Mr. Rooney, bewildered, took consolation in liquid form, agreed with several people that he was hardly treated, then his pink coat gleaming in the dusk, he squared up to Mr. James Rourke to demand satisfaction.
"I'll show ye, ye Germin thraitor," he said bitterly, rolling the word on his tongue. "I'll show ye to drug horses!"
"Will some friend counsel Dan Rooney not to put up a fight?" said Rourke with reserve. "Seein' that he has more dhrink taken than I have meself, an' that his faytures will be concayled on him for a week if he thries it on."

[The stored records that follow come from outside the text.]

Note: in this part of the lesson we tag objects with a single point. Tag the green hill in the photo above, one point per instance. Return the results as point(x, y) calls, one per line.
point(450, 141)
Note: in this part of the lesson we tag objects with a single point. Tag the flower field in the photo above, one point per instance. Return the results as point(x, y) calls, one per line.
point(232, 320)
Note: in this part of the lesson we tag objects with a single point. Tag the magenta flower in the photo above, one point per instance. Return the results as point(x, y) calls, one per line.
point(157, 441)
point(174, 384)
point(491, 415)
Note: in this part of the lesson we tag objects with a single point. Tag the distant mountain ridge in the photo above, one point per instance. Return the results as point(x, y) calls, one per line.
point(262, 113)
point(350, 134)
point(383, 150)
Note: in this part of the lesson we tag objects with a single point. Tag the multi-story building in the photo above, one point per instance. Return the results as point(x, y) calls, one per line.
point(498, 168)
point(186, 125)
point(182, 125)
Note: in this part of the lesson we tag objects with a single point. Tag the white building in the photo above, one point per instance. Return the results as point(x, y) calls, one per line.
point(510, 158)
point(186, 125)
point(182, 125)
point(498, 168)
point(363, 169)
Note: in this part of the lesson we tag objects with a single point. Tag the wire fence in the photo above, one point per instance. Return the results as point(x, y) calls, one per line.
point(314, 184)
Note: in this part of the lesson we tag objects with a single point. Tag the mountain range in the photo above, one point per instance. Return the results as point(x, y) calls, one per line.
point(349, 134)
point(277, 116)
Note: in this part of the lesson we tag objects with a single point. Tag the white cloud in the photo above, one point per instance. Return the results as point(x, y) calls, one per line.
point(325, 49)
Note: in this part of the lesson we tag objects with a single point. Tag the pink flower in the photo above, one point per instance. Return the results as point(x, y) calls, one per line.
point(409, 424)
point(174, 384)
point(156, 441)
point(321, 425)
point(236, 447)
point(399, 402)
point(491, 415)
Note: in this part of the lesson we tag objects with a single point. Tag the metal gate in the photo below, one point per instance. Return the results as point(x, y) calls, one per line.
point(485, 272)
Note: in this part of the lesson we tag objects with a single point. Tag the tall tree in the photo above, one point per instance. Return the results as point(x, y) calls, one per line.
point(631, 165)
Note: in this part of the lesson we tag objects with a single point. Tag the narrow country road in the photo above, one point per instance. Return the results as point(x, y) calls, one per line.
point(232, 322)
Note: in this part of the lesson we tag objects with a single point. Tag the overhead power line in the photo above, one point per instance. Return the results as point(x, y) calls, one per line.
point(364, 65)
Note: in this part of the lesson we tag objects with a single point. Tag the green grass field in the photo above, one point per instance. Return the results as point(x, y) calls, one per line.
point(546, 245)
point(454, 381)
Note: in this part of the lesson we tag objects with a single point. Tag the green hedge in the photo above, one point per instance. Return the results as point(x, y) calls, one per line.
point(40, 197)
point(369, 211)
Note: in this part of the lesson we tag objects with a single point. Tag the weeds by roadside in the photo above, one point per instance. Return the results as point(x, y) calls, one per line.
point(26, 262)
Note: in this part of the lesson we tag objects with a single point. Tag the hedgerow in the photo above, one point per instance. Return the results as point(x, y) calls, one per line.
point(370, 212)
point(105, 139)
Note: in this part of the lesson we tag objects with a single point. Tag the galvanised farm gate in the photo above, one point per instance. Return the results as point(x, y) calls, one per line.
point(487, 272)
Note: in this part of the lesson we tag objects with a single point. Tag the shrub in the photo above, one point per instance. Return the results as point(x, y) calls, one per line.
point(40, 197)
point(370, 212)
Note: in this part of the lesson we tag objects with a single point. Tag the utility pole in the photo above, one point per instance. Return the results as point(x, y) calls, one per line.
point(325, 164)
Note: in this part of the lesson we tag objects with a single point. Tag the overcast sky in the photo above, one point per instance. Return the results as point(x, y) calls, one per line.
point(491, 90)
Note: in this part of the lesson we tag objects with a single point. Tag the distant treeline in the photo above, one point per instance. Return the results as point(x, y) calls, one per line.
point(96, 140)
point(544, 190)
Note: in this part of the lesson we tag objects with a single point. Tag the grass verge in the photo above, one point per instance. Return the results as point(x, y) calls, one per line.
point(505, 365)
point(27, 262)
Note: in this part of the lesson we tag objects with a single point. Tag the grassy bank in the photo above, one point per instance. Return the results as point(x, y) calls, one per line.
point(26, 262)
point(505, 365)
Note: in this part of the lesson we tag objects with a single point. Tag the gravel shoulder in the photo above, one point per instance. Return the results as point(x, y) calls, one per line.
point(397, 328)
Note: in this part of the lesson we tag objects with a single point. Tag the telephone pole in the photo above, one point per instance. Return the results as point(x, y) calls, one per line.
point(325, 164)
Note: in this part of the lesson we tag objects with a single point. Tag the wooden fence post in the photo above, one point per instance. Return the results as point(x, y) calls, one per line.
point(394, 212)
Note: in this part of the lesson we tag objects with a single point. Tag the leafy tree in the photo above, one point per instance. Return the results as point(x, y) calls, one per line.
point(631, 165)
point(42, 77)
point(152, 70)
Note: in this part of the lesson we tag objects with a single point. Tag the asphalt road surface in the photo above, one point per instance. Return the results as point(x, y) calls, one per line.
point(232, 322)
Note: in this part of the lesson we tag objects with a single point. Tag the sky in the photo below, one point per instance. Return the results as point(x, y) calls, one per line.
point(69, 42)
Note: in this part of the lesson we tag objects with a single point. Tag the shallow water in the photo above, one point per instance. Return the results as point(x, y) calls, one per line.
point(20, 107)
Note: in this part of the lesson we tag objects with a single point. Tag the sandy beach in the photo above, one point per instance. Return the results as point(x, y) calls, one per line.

Further pleasantries concerning the fact that James was afraid, and a rider to the effect that "Perhaps if Daniel Rooney's present features were hidden he would look all the better" from Rourke being exchanged, Rooney broke loose from restraining friends and rushed forward, his arms going like windmills and his face aflame. Rourke shortened matters by knocking him down scientifically.
From behind an enlarging nose Mr. Rooney, on the ground, considered that this was another bit of treachery, for he found that giddiness prevented him from getting up.
"Maybe the hippodromic sirringe in his hand," he gulped, "pricked into the nose on me face."
A voice suggested that if this was the case Dan Rooney should immediately get up and show them how fast he could run away, Dan, completing the crowd's good-humour by endeavouring—he was now exceedingly drunk—to gallop on his hands and knees, and finally being removed to an inside trap, where he swayed as a stricken pink flower and groaned drearily.
Darby drove over to Rourke's house next day to find the owner gaily gravelling the little path in front of the house, and whistling cheerily. Darby had come to buy the little dun; he wanted a handy horse and would have bought him before if he had not been afraid of his lack of pace.
James Rourke leant upon his shovel and rubbed his chin.
"If ye like to buy him for what he is," he said slowly, "a nate plodding fair and square little hunther, ye're welcome; but as a horse with great speed, no, Mr. Dillon. Ye're too big a friend to trade that way."